Gaza: «Les décès d’enfants que nous redoutions sont devenus réalité.»

Déclaration d’Adele Khodr, directrice régionale de l’UNICEF pour le Moyen-Orient et l’Afrique du Nord.

Mädchen Unterernährung Gaza
La valeur de la circonférence du bras de la petite Leen, âgée de deux ans, indique une malnutrition aiguë sévère. Avant la guerre, elle était activement traitée avec des médicaments appropriés, mais ces derniers mois, elle a perdu beaucoup de poids en raison du manque d'accès aux médicaments et à une alimentation adéquate.

 «Alors que la malnutrition ravage la bande de Gaza, les décès d’enfants que nous redoutions sont devenus réalité.

Ces derniers jours, au moins dix enfants seraient morts de déshydratation et de malnutrition à l’hôpital Kamal Adwan, dans le nord de la bande de Gaza. D’autres enfants luttent probablement pour leur vie quelque part dans l’un des rares hôpitaux de Gaza, et plus encore dans le nord où ils se trouvent privés de soins.

Ces morts tragiques et épouvantables, pourtant prévisibles et évitables, sont entièrement imputables à l’homme.

Le manque généralisé d’aliments nutritifs, d’eau potable et de services médicaux, conséquence directe des entraves à l’accès humanitaire et des multiples dangers auxquels les opérations d’aide de l’ONU sont confrontées, impacte gravement les enfants et les mères allaitantes, en particulier dans le nord de la bande de Gaza. Les gens ont faim, sont épuisés et traumatisés. Beaucoup luttent pour leur survie.

La disparité des conditions d’accès entre le nord et le sud met en évidence les conséquences des restrictions imposées à l’aide dans le nord qui se traduisent en coût humain. Les dépistages de la malnutrition effectués par l’UNICEF et le PAM dans le nord, en janvier, ont révélé que près de 16 % des enfants de moins de deux ans – soit un sur six – souffrent de malnutrition aiguë. Des dépistages similaires effectués dans le sud, à Rafah, où l’aide a été plus disponible, ont révélé que 5 % des enfants de moins de 2 ans souffraient de malnutrition aiguë.

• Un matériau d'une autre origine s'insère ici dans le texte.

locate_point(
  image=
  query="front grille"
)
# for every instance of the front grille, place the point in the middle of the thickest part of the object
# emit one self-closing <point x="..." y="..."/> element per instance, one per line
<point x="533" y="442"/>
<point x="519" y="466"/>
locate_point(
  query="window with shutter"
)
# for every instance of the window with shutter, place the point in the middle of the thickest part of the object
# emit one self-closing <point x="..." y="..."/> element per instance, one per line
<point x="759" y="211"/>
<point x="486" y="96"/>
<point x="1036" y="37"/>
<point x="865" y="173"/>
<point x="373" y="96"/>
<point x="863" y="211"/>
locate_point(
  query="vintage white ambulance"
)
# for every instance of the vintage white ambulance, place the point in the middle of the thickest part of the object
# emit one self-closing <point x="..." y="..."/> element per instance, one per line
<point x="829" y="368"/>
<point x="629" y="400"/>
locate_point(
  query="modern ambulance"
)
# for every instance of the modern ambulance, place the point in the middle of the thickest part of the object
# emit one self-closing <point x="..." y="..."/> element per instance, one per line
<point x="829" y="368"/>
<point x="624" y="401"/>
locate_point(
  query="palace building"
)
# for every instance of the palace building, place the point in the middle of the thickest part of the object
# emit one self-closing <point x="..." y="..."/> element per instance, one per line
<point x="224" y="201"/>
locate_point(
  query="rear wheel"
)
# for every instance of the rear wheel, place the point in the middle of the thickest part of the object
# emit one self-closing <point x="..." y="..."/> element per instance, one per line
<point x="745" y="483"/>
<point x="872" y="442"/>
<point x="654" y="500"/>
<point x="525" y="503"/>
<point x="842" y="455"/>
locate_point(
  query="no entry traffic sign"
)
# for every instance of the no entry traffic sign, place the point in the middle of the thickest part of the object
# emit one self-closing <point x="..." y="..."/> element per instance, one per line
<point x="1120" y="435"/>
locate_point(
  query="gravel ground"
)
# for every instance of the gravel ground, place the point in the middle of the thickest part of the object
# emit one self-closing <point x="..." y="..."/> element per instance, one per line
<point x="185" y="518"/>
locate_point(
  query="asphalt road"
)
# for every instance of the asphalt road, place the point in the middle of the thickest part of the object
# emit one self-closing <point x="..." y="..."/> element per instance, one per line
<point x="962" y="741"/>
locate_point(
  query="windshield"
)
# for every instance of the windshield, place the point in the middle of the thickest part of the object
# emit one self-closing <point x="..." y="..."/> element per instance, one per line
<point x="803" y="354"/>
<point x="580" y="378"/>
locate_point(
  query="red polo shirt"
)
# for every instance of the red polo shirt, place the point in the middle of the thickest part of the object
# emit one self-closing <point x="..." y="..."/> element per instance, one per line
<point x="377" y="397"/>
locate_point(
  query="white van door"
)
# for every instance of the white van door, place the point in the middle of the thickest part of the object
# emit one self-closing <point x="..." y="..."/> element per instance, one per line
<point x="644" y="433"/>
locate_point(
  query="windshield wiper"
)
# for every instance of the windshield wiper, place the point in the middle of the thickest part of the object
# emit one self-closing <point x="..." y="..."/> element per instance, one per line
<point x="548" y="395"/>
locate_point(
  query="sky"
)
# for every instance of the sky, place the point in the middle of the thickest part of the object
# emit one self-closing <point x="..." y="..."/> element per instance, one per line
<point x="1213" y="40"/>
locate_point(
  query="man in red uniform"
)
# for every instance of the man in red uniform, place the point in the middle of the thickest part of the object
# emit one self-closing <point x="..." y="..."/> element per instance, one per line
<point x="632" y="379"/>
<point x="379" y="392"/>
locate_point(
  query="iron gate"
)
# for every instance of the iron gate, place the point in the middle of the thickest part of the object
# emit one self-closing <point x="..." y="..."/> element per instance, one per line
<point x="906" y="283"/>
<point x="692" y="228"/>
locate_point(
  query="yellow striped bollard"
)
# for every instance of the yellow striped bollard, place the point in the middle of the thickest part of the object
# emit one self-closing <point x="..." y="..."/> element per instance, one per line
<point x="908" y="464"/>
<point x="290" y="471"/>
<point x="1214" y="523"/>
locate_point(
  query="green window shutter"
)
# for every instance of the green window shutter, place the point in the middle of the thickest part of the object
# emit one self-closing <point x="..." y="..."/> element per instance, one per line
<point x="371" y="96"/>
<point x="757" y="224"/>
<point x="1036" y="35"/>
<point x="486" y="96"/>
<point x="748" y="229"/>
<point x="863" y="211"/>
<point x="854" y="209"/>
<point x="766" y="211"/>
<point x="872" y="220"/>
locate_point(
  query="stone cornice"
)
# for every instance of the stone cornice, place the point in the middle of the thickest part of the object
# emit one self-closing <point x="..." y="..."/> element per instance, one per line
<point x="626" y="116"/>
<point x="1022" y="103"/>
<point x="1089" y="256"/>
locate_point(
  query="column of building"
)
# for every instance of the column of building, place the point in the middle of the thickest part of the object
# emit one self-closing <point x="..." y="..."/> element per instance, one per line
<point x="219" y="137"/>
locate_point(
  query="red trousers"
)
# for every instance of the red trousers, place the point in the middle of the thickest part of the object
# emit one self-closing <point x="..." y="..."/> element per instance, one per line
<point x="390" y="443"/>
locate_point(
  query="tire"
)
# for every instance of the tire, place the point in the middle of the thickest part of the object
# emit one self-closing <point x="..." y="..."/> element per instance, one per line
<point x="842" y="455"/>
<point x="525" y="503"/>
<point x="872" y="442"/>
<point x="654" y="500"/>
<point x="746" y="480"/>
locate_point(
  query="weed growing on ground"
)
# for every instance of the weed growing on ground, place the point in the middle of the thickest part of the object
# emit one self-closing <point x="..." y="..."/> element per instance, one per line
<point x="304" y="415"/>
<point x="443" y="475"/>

Les agences d’aide humanitaire comme l’UNICEF doivent être en mesure de faire face à cette crise humanitaire, d’empêcher la famine et de sauver la vie des enfants. Pour cela, nous avons besoin de points d’entrée multiples et fiables qui nous permettraient d’acheminer l’aide à partir de tous les points de passage possibles, y compris vers le nord de la bande de Gaza, ainsi que de garanties de sécurité et d’un passage sans entrave pour distribuer l’aide, à grande échelle, dans toute la bande de Gaza, sans refus, sans retards et sans obstacles.

L’UNICEF a alerté depuis octobre sur l’augmentation exponentielle du nombre de décès à Gaza en cas de crise humanitaire non résolue. Depuis, la situation n’a fait qu’empirer et, par conséquent, la semaine dernière, nous avons alerté quant à l’imminence d’une explosion du nombre de décès infantiles si la crise nutritionnelle n’était pas résolue.

Aujourd’hui, les décès d’enfants que nous redoutions sont devenus une réalité et risquent d’augmenter rapidement si la guerre ne prend pas fin et si les obstacles à l’aide humanitaire ne sont pas immédiatement levés.

Le sentiment d’impuissance et de désespoir des parents et des médecins lorsqu’ils réalisent que l’aide vitale, à quelques kilomètres de là, est maintenue hors de portée, doit être insupportable, mais pire encore sont les cris d’angoisse de ces bébés qui périssent lentement sous le regard du monde. La vie de milliers d’autres bébés et enfants dépend de l’urgence d’une action immédiate.»